Los dioses de la Pampa: 18



El hijo de Cipris, con su carita rosada y perversa, su cuerpo gentil, sus alitas delicadas de angelito y su sonrisa tan apetitosa de querubín pícaro, nunca pensó siquiera en desperdiciar sus flechas en ninguno de los corazones rústicos que pueblan las miserables chozas de la Pampa, ni quiso reivindicar como suyo ese dominio áspero y rudo, donde los cantos de amor no son más que gruñidos de deseo.

Pero, si la primavera ahí, es corta; si el viento en la llanura, esparce violentamente los gérmenes, en vez de depositarlos con suavidad en el seno de las flores, no por esto dejan de flotar en ella efluvios amorosos, lo mismo que en los bosquecillos más floridos de esas campiñas descriptas por los poetas, tan bellas que parecen sueño; y de lo que desdeñó Cupido, se apoderaron los Sátiros, dioses atrevidos del procreo brutal.

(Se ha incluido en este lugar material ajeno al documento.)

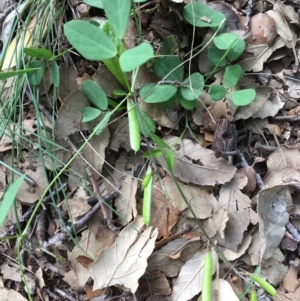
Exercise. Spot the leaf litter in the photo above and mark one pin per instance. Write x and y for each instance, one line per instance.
(251, 225)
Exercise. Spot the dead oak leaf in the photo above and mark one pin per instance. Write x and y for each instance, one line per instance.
(126, 260)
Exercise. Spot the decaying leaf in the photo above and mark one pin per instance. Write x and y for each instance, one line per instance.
(69, 115)
(190, 278)
(238, 206)
(164, 260)
(271, 208)
(223, 290)
(260, 54)
(284, 28)
(127, 256)
(96, 238)
(164, 215)
(207, 169)
(262, 30)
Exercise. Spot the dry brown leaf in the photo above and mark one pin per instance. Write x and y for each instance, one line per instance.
(27, 194)
(217, 223)
(77, 206)
(220, 109)
(68, 84)
(284, 175)
(264, 104)
(127, 256)
(260, 54)
(155, 284)
(284, 28)
(281, 159)
(238, 206)
(209, 170)
(96, 238)
(190, 279)
(242, 248)
(262, 30)
(271, 208)
(107, 81)
(164, 214)
(161, 260)
(71, 278)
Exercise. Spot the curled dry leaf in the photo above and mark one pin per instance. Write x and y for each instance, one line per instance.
(209, 170)
(127, 256)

Atropelladores sin vergüenza, recorren la Pampa, ligeros en sus pies de cabra; se mezclan con los rebaños, y por donde han pasado, surge el prurito bestial.

Los toros en el rodeo, escarban con furor el suelo, hacen volar la tierra y mugen desesperadamente. En los corrales, suenan las topadas de los carneros y no hay padrillo que no relinche en las manadas por donde cruzaron los Sátiros.

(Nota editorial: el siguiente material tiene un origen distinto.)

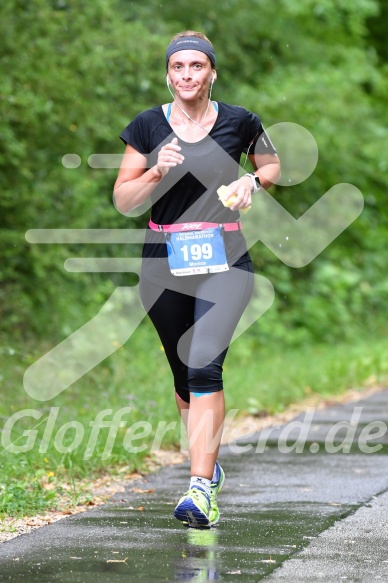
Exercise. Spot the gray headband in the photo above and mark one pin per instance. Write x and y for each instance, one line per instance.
(192, 43)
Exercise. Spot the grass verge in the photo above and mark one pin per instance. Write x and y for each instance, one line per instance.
(52, 449)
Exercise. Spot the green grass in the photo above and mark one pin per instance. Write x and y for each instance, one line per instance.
(257, 379)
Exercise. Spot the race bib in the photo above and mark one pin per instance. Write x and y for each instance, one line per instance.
(195, 252)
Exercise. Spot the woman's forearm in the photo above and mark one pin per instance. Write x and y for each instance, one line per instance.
(130, 194)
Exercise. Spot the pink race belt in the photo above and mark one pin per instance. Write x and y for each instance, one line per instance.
(194, 226)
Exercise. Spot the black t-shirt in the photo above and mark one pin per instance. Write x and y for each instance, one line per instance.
(188, 193)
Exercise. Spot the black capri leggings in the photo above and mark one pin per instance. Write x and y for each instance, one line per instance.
(196, 327)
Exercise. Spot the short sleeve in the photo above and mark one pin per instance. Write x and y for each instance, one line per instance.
(136, 134)
(256, 138)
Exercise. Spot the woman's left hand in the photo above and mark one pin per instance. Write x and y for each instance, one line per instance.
(242, 190)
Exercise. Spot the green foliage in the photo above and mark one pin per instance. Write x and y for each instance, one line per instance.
(86, 69)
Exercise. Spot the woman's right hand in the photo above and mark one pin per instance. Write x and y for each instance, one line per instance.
(169, 157)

Y por toda la Pampa, bien dormida y bien comida, ociosa y perezosa, reina el único afán de procrear, de engendrar, de multiplicar, para poblar pronto ese desierto fértil.

Pero no existen bosques donde puedan esconderse estos dioses silvestres de la fecundación; donde se puedan juntar para contarse sus proezas, sin correr el peligro de ser sorprendidos por los mortales.

Y tienen que acudir a disfraces para no quedar expuestos, en los pajonales, a la intemperie y para conseguir en las habitaciones humanas hospitalidades que, a menudo, facilitan su misión.

¿Quién entonces los conocería, sin estar en el secreto de los dioses?

De chiripá amplio, los cuernitos encerrados en el sombrero gacho, de pie muy pequeño, como que es de cabra, su bota fina y de taco alto, el Sátiro, hecho todo un gaucho, se presenta tan bien que nadie podría pensar en rechazarlo.

Y sin embargo ¡qué poca confianza deberían inspirar a la dueña de casa los labios rojos que relumbran como sangre, entre la espesa barba renegrida, dejando ver en cruel y sarcástica sonrisa, los dientes blancos y amenazadores, mientras que en los ojos irónicamente relucientes traslucen el invencible deseo!

¡Cuidado! ¡cuidado! ¡jóvenes y viejas! Para semejantes sembradores, toda tierra es buena; ni hay carne cansada para tamaños apetitos.